Monday, December 17, 2012
When I stepped on the scale last Monday after having a sleep test for sleep apnea and seeing the numbers 274, I felt pretty awful. I let myself feel nice and "woe is me" for a bit because I needed to capture that feeling. I need to remember how awful, unhealthy, painful and embarrassing it was for me in that moment.
But then it was time to move on from that moment, that scale and those numbers.
It was time to make a plan and to create ways to reach my goals. So later on in the week, I hopped back onto Sparkpeople, I started tracking my food and I've been a daily user of Sparkpeople again.
Monday morning through Friday lunch I did really well. I was making healthier choices, eating fruits and veggies and making conscious decisions about what I was eating. I was mindful of how many calories those cookies would set me back. Though I wasn't perfect, it was the best week I had had in months!
Friday night we did have dinner out, then Saturday we met up with family for a pre-Christmas gathering. It was fantastic and, of course, the food was amazing. And rich, creamy and delicious.
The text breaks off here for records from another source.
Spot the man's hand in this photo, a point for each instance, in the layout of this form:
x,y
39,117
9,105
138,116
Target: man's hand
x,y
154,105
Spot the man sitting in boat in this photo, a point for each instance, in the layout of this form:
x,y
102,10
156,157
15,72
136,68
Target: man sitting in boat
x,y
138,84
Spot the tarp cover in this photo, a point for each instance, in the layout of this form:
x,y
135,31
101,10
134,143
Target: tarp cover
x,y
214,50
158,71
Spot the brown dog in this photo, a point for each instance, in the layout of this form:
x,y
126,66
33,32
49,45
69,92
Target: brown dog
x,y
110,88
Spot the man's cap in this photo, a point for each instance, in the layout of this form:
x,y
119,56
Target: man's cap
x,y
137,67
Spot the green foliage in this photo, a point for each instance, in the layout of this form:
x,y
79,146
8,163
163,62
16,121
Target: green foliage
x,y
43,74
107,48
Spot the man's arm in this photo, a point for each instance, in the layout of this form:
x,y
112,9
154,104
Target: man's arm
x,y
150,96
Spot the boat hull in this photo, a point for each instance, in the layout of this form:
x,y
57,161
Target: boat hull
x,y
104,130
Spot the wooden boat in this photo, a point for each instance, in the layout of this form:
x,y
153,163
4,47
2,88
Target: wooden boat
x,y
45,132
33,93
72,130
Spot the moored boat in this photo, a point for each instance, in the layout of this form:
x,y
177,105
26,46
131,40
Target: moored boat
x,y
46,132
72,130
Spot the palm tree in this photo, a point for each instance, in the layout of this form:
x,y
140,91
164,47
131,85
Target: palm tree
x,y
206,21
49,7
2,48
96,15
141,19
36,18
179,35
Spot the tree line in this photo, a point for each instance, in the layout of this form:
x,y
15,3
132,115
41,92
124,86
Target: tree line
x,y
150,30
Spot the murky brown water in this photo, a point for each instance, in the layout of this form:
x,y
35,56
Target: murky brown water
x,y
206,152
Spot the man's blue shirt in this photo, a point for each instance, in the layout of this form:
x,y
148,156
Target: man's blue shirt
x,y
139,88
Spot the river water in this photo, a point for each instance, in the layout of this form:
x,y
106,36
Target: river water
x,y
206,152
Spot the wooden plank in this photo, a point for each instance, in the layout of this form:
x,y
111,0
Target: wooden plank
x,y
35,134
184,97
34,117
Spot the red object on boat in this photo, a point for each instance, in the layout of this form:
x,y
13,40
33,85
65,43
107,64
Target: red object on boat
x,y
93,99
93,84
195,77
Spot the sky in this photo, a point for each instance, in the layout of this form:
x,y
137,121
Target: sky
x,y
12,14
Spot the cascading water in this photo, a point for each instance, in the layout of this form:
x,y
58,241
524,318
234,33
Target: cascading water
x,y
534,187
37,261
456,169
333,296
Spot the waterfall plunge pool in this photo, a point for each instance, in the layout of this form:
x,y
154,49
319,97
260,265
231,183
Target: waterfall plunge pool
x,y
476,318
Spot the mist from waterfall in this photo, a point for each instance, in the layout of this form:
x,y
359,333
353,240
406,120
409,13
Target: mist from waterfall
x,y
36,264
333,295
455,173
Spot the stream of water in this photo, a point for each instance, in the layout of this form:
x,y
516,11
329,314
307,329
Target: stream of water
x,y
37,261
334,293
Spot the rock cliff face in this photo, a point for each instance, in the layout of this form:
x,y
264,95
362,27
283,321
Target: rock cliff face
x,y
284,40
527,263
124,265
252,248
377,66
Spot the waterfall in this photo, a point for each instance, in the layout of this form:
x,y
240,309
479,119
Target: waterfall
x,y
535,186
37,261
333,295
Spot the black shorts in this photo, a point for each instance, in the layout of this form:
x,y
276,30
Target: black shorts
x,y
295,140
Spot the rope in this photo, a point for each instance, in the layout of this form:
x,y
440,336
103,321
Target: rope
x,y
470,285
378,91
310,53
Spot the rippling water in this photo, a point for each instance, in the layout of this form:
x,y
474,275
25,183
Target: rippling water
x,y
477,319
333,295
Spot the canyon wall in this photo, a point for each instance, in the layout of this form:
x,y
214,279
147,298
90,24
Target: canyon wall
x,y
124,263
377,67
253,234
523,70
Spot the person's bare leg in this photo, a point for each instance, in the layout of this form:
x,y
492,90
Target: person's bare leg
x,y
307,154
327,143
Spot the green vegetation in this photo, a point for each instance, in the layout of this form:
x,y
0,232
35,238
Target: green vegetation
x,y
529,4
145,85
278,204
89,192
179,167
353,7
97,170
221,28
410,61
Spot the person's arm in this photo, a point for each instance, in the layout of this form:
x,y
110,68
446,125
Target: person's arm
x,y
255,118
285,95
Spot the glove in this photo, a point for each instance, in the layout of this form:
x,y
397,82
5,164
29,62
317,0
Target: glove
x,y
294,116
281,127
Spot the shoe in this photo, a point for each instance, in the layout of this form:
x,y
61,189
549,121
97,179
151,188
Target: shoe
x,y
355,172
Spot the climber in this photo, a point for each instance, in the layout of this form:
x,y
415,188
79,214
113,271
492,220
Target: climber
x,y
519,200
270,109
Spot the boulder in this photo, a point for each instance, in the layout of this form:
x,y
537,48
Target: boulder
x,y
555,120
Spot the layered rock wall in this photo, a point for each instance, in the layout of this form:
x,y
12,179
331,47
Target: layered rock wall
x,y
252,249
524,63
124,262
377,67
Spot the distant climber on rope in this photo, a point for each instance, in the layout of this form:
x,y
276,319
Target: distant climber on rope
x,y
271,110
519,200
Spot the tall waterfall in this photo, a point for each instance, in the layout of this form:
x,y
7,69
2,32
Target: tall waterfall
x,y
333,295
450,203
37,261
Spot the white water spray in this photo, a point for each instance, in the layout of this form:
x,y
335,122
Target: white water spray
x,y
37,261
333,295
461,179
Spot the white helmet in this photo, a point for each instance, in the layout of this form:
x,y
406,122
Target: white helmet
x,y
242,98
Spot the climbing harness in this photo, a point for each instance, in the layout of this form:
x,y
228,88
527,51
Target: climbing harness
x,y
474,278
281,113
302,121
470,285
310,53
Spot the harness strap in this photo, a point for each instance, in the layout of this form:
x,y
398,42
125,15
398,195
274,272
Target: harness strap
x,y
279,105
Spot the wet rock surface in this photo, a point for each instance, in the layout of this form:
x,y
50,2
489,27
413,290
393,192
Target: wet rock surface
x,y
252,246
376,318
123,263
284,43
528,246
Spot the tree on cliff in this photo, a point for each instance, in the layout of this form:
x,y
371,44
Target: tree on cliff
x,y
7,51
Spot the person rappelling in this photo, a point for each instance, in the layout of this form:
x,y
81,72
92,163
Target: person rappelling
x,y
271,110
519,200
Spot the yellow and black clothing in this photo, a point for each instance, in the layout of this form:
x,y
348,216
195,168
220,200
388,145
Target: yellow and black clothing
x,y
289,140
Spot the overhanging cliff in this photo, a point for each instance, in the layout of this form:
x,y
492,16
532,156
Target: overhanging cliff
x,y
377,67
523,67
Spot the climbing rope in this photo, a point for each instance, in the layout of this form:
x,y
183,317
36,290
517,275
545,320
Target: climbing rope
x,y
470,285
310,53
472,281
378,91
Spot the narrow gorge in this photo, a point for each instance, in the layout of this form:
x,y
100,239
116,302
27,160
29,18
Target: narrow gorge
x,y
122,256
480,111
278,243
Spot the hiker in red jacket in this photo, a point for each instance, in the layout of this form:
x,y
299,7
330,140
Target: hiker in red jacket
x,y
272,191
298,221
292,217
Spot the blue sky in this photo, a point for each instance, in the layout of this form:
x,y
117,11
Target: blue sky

That wasn't enough so on Sunday, we also splurged and had chips and salsa as well as a fast food dinner.
I'd say if I had to put it into percentages, I was mindful and healthy 60% of the time, and unhealthy, not caring like I should the other 40%. That's not perfect by any means, but I'm learning and making adjustments along the way.
And somehow, I still lost two pounds this week! I'm pretty excited about that - especially knowing how disastrous I was this weekend.
This week I know will be tough: holiday lunch at work today, holiday lunch at our main campus for work tomorrow. My hope is that if I overindulge at the beginning of the week, to make better choices the rest of the week.
I'm already learning that my food choices are going to be a balancing act for me. Some people also call that moderation, but I think for me, it works better to call it a balancing act because I sometimes feel like I'm on a see-saw.
One "bad" decision and I stay down - like this weekend, but then something happens and I make a good choice and somehow I'm back up and feeling great. The goal is to live in that happy medium in the middle. Level. Balanced.